Build and evolve cloud-native systems (modernization, not just migration)
- Lead and contribute to the design and delivery of cloud-native applications: observable, resilient, secure by default, and independently deployable.
- Guide teams through legacy modernization efforts that result in true cloud-native characteristics—clear service boundaries, independent deployability, container readiness, and appropriate use of managed platform services—not simply moving existing systems to cloud infrastructure.
- Help teams make pragmatic hosting decisions (IaaS vs. PaaS, VMs vs. containers/Kubernetes) based on system constraints, maturity, and desired outcomes.
Build API first systems across protocols
- Design, build, and evolve APIs with strong contract discipline, backward compatibility strategies, and a focus on consumer experience.
- Bring broad experience consuming and producing multiple API styles and protocols, including:
- SOAP / WCFstyle services
- RESTful APIs (including hypermedia / HATEOAS where appropriate)
- gRPC
- Understand and articulate the tradeoffs between these approaches—latency, coupling, discoverability, versioning, tooling, and evolution—and guide teams on when each is appropriate.
Build AI powered products (not demos)
- Contribute to systems that integrate AI/ML capabilities into real, customer facing products, including (but not limited to) GenAI features and agents.
- Help teams reason about model behavior, failure modes, system boundaries, and operational risks.
- Ensure AI features are built with security, observability, and long term operability in mind.
Lead without authority
- Act as a technical multiplier across teams.

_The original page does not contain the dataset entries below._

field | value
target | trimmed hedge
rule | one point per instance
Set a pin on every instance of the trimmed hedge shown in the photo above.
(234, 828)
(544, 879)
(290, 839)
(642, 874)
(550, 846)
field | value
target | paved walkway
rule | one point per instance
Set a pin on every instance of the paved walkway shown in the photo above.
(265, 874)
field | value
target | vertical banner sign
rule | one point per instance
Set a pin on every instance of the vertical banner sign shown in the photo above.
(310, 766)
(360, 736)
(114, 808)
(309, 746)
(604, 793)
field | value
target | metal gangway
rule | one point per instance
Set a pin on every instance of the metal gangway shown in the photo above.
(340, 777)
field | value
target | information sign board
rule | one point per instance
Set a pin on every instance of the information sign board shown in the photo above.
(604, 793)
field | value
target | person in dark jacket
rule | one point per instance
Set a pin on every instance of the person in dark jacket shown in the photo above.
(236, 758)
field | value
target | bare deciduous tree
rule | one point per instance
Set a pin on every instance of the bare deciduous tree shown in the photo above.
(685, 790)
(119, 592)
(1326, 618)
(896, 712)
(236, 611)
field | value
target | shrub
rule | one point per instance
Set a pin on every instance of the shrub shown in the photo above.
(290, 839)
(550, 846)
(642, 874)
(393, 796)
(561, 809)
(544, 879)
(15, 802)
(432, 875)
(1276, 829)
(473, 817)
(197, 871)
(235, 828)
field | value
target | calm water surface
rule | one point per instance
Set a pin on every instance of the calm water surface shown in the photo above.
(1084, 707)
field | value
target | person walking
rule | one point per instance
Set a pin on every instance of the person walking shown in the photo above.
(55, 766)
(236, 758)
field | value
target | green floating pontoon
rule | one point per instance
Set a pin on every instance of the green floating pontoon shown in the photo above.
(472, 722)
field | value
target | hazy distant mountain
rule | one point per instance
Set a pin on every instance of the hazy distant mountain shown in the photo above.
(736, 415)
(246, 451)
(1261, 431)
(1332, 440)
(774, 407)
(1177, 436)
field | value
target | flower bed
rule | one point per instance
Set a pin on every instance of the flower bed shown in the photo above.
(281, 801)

- Mentor senior and staff engineers through design reviews, architectural discussions, and hands-on collaboration.
- Influence through clarity, reasoning, and credibility—not mandates.
Our technical context (for orientation, not gatekeeping)
Our systems span a mix of:
- Backend technologies including Microsoft .NET (multiple versions and languages).
- Frontend technologies such as JavaScript / TypeScript with frameworks like Angular and React.
- Infrastructure across both IaaS and PaaS, including virtual machines and Kubernetes based platforms, all hosted on Microsoft Azure.
You do not need to have worked with all of these specifically. Experience with similar ecosystems and the ability to reason across them matters more than matching keywords.
How you work
We’re looking for someone who:
- Thinks in systems, but delivers in increments.
- Writes design documents that engineers actually want to read.
- Treats testing, documentation, and observability as first-class engineering concerns.
- Is comfortable saying “this is good enough for now” and “this needs to be fixed properly.”
- Knows when to experiment and when to standardize.
Experience we care about (not checkboxes)
We care less about which technologies you’ve used and more about what changed because you were there. Strong signals include:
- Leading or heavily influencing architectural decisions in complex systems.
- Improving engineering throughput and quality through better practices—not rewrites.
- Leading modernization efforts that moved systems toward genuine cloud-native outcomes.
- Enabling AI assisted and agentic workflows with clear intent, specifications, and guardrails.
- Demonstrated breadth across API styles and the judgment to choose and evolve them appropriately.
What success looks like
After you’ve been here for a while:
- Teams are clearer on what they’re building and why before they start coding.
- Delivery is faster, releases are calmer, and failures are easier to reason about.
- Engineers trust the systems they work on—and the process they use to change them.
- AI and agents are used where they create leverage, with intent preserved and outcomes measurable.
What do we offer?
- 25 vacation days (based of 40 hours).
- Wolters Kluwer refunds 50% of your pension contributions.
- An informal working environment and with multiple events planned each year.
- Coffee from freshly toasted fair-trade beans and every day delicious fresh fruit.
- Every day a lunch buffet is provided to enjoy with your colleagues and free of cost.